For a country reputed to be a gas region with spots of oil, Nigeria is sadly still focused on harnessing gas produced as a by-product of oil production, flaring an estimated 1.2bcf/day in the process – a terrible waste, particularly considering the scale of the pent-up demand. Being the most affordable and accessible fuel in Nigeria, the country relies heavily on gas-fired plant and fiscal and regulatory constraints may not allow Nigeria to meet its ambitions of boosting output tenfold by 2020.
Currently the country produces about four and a half gigawatts of electricity. To put that in perspective South Africa produces 40 gigwatts for a third of the population of Nigeria and Germany produces 120 gigawatts for 82 million people (about half of Nigeria’s population). The government must also put diplomacy to one stand and step in to ensure security of gas transportation through the restive Niger Delta, a historic hotbed of crude theft and pipeline vandalism.

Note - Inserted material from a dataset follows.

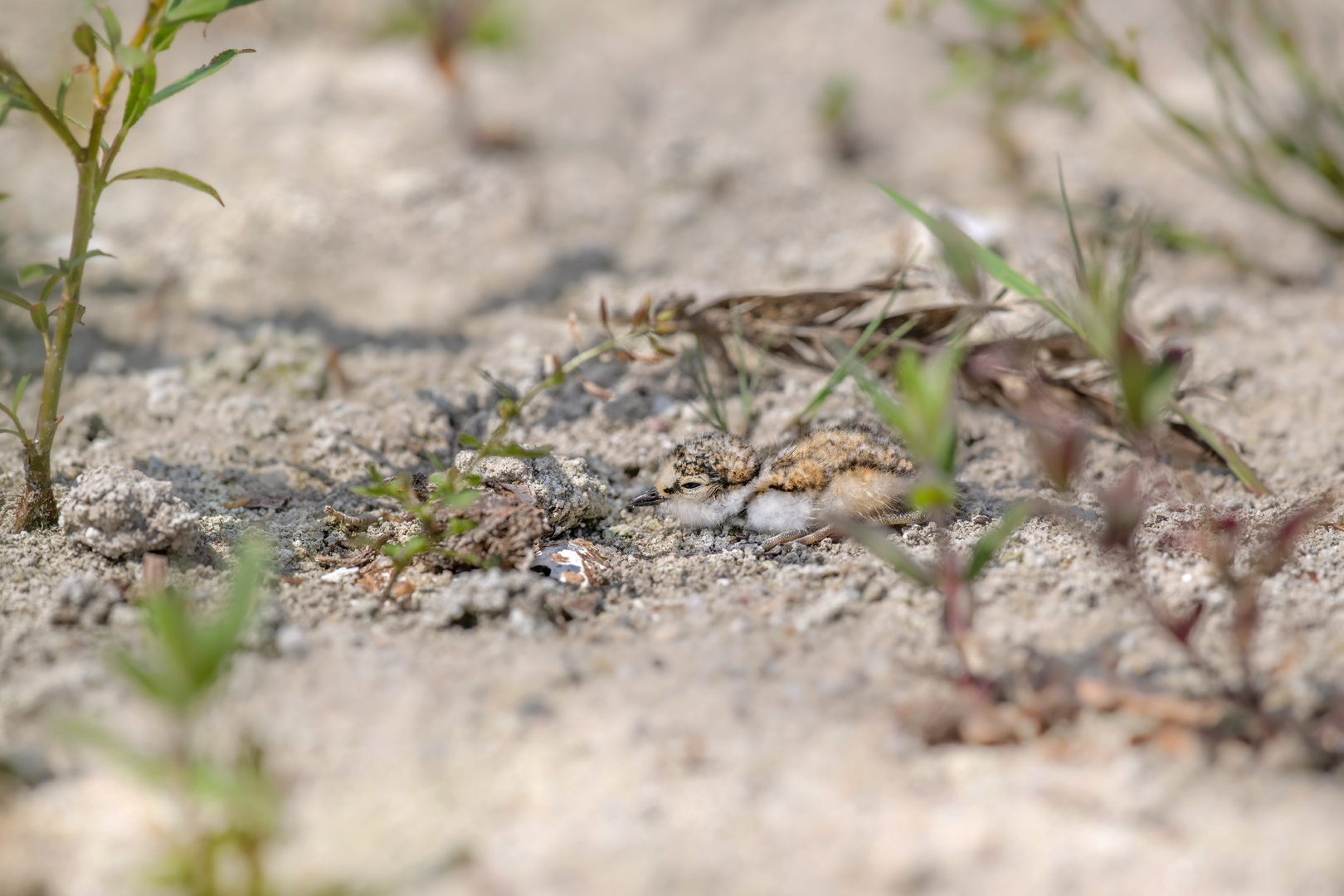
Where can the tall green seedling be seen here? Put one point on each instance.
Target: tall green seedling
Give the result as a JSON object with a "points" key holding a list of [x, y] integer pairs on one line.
{"points": [[112, 61]]}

International finance support needed
Local banks should be applauded for rising up to provide most of the funds to drive privatisation of Nigeria’s power sector. But millions and billions more dollars will now be needed for major capex investments to upgrade or replace power generating and distribution infrastructure.
The burden will need to be spread out and much needed longer term financing provided by international funders, such as the World Bank, other development finance organisations and private equity firms, because it cannot be shouldered by the local banking sector alone. Again, it is up to the government to make this happen to enable the country’s ailing power sector to be developed into an efficient market with power systems on a par with other world-leading economies – the bold ambition of President Goodluck Jonathan.
It’s really amazing to think that Nigeria’s economy has been growing at 7 percent practically without power. We could easily see double-digit growth once the lights are turned on.